The world might be preparing for 5G, but in reality a vast majority of people are still making do with slow data speeds and poor connectivity. And to help deal with that, Google Duo is using compression techniques to help deliver the best audio and video experience possible over bad/spotty connections.
Google is testing a new audio codec that works on substantially improving audio quality over poor network connections. The Google AI team introduced ‘Lyra', a low-bitrate speech codec, over a detailed blog post. Lyra's basic architecture involves “extracting distinctive speech attributes (features) in the form of log mel spectograms”. These are then compressed and transmitted over the network and then recreated on the other end using a generative model.
So far, this is also what traditional parametric codecs do. However, Lyra uses a new high-quality audio generative model that can extract critical parameters from speech and can also reconstruct speech using minimal amounts of data.
The new generative model that's being used in Lyra is built upon Google's older work on WaveNetEQ, a “generative model-based packet-loss-concealment system” that's used on Google Duo currently.
Google explained that this approach has made Lyra “on par with the state-of-the-art waveform codecs” that are used in many streaming and communication platforms. The benefit Lyra has over these other codecs, as Google claims, is that Lyra does not send over the signal sample-by-sample which requires a higher bitrate and therefore, more data.
Lyra uses a “cheaper recurrent generative model” that works at a lower rate but generates multiple signals at different frequencies in parallel that are combined later into “a single output signal at the desired sample rate”.
Running a generative model like this on a mid-range device “yields a processing latency of 90ms” and Google says that this is in line with other traditional speech codecs.
This, paired with the AV1 codec for video can make video chats possible for users who are using an “ancient 56kbps dial-in modem” as well.

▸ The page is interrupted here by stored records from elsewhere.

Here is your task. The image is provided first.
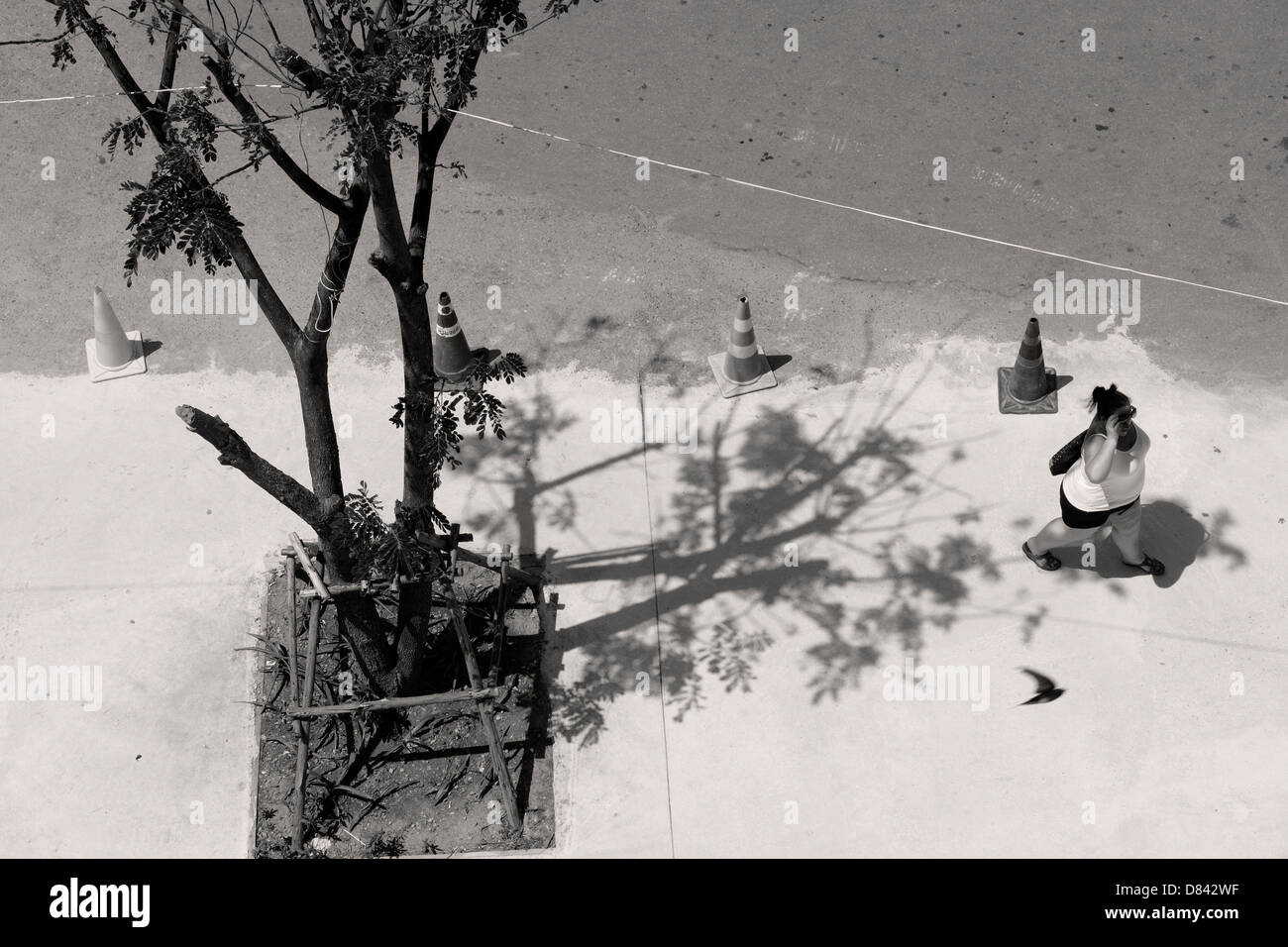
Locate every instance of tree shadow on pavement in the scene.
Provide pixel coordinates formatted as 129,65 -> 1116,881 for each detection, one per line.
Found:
469,378 -> 1001,743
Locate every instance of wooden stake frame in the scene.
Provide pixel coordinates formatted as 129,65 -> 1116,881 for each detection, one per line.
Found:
282,523 -> 541,852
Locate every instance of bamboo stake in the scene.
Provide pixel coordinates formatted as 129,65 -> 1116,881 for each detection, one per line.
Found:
290,532 -> 331,601
291,686 -> 501,717
286,549 -> 300,707
300,579 -> 393,598
445,549 -> 523,831
291,600 -> 322,852
486,543 -> 510,686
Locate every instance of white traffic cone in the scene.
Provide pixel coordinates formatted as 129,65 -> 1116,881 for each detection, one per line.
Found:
85,286 -> 149,381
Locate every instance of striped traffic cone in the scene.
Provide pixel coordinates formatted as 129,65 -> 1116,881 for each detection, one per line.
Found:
997,318 -> 1059,415
434,292 -> 473,381
85,286 -> 149,381
707,296 -> 778,398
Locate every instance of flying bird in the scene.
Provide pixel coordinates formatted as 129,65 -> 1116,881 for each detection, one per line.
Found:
1020,668 -> 1064,707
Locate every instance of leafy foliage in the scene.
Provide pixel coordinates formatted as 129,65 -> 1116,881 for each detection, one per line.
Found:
344,480 -> 438,579
389,352 -> 528,530
103,115 -> 147,158
121,143 -> 242,283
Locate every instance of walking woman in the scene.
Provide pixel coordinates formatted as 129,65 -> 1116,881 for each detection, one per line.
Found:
1021,384 -> 1164,576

Google explained that Lyra is designed to operate in “heavily bandwidth-constrained environments, like 3kbps.
Google also added that Lyra can outperform codecs like Speex, MELP and AMR at very low-bitrates and also royalty-free, open-source codecs like Opus. Google shares some speech samples on the blog, you can check it here.
Lyra is being trained “with thousands of hours of audio with speakers in over 70 languages using open-source audio libraries and then verifying the audio quality with expert and crowdsourced listeners”, Google said. And the new codec is already rolling out on Google Duo. Lyra is currently being used for speech use cases, but Google is also exploring how to use it as a general-purpose audio codec.